THE POETRY OF EZRA POUND By Alice Steiner Amdur

This is a somewhat prejudiced but discriminating study (Oxford University Press, 5s. 6d.). Miss Amdur dearly does not like Mr. Pound, but has to admit that he has written some fine poetry. His earlier poetry appeals most to her ; Mauberley she finds disap- pointing, compared both with Mr. Eliot's Waste Land and his Sweeney poems ; the Cantos she considers a failure. The reason for this she finds in Mr. Pound's lack of structural power and of a scale of values. The first of these objections may be justified, but surely not the second. Mr. Pound has a very definite scale of values, formed by his experience as a poet ; it can be felt in all his judgements, making him at his best a brilliant critic ; but it is personal and idiosyncratic : it is not everybody's scale of values. On his lack of dramatic power Miss Amdur is much better : " Pound is a master at catching vocal inflections, but each monologue consists of one voice telling one story, and the emphasis is on the actor and his speech, not on the conflict of emotions the actor describes." On the other hand she is unjust to Pound as a reformer.
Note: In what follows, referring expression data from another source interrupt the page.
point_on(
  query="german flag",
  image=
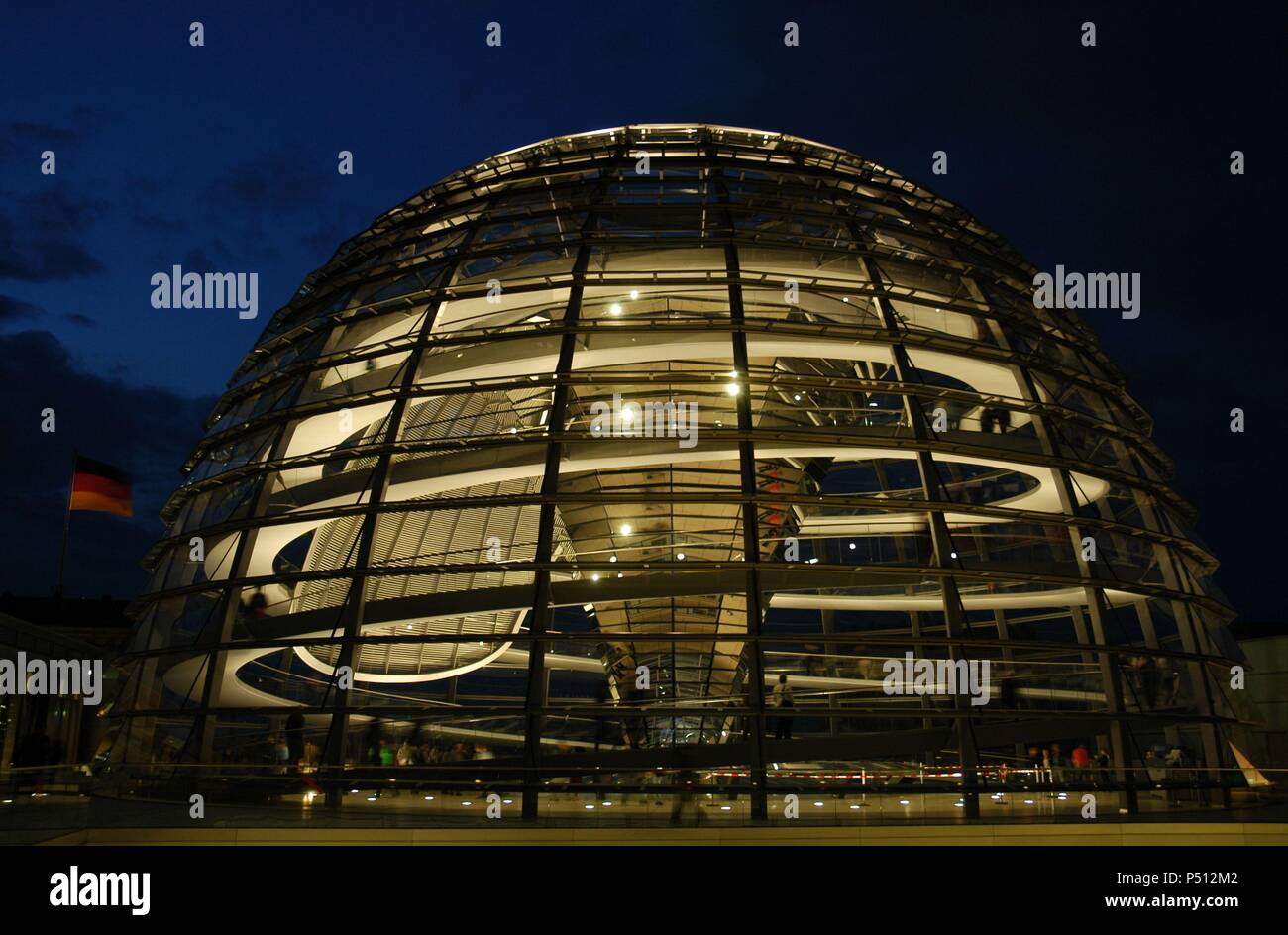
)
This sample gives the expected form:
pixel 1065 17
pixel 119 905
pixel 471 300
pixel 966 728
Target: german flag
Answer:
pixel 97 485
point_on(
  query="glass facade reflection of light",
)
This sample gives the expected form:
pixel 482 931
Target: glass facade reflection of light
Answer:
pixel 572 455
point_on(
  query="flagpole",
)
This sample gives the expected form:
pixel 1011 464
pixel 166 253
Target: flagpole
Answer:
pixel 67 524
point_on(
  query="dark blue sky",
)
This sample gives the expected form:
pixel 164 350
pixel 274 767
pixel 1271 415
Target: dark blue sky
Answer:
pixel 223 157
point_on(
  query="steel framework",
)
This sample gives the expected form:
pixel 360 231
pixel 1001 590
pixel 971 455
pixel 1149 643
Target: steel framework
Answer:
pixel 842 433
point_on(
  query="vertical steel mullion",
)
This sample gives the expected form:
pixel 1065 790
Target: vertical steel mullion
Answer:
pixel 954 616
pixel 541 612
pixel 355 605
pixel 750 518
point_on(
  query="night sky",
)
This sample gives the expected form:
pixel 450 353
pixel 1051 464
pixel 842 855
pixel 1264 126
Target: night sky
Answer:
pixel 1107 158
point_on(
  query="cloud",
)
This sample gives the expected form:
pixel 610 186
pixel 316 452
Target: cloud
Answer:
pixel 40 237
pixel 16 309
pixel 143 430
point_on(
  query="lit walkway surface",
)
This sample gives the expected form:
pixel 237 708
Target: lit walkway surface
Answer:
pixel 645 451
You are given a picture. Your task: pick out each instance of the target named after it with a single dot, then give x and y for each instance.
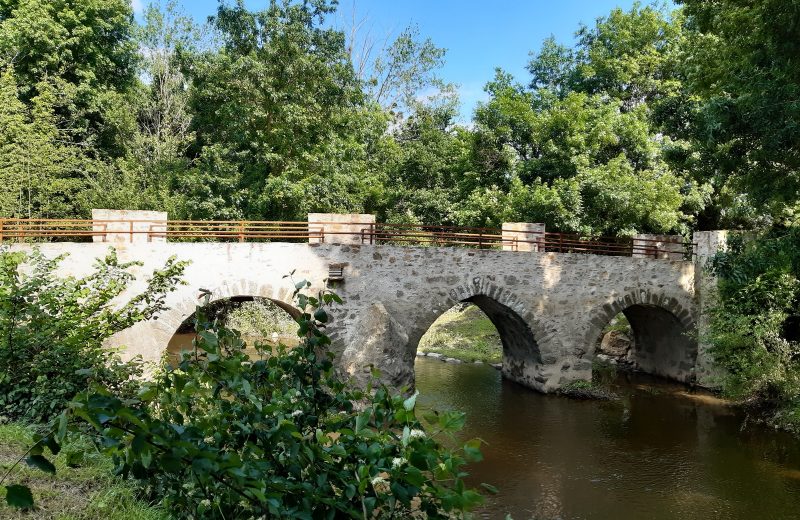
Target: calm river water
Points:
(661, 452)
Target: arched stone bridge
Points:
(549, 308)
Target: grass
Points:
(466, 334)
(87, 491)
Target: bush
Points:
(52, 329)
(753, 327)
(221, 436)
(259, 318)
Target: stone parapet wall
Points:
(128, 226)
(665, 247)
(549, 308)
(523, 236)
(340, 228)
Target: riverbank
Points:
(83, 487)
(464, 333)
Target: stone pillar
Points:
(131, 226)
(523, 236)
(336, 228)
(708, 243)
(666, 247)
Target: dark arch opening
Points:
(519, 345)
(257, 318)
(660, 343)
(516, 346)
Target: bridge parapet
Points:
(131, 226)
(337, 228)
(523, 236)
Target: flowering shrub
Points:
(52, 329)
(221, 436)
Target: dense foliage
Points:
(755, 328)
(52, 329)
(224, 436)
(653, 121)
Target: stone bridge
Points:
(549, 308)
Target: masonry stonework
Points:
(549, 308)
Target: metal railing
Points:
(116, 231)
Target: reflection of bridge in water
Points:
(549, 295)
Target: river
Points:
(660, 452)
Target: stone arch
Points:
(664, 333)
(518, 330)
(150, 339)
(525, 344)
(180, 312)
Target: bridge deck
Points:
(130, 230)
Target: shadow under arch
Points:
(181, 339)
(219, 306)
(522, 356)
(664, 334)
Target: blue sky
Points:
(478, 35)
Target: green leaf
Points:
(38, 461)
(19, 496)
(409, 403)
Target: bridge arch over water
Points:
(549, 307)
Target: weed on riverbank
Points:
(82, 488)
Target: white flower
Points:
(380, 484)
(417, 434)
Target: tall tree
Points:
(746, 70)
(43, 174)
(84, 48)
(279, 113)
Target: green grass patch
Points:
(83, 487)
(466, 334)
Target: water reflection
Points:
(659, 453)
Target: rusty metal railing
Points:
(116, 231)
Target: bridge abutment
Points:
(549, 308)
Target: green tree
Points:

It is absurd to say that " He resents the war, not as the tragedy of our civilisation, but as an unpardon- ably stupid intrusion of the world on the artist." A famous passage in Mauberley is enough to refute that. She pays full homage, on the other hand, to Pound's extraordinary musical and verbal sense, which is unrivalled ' in our age. She is attracted and repelled by him, attracted in spite of her repulsion. This makes her book lively and penetrating, but unsatisfactory. It is, nevertheless, within these limits, an excellent piece of work and will repay study.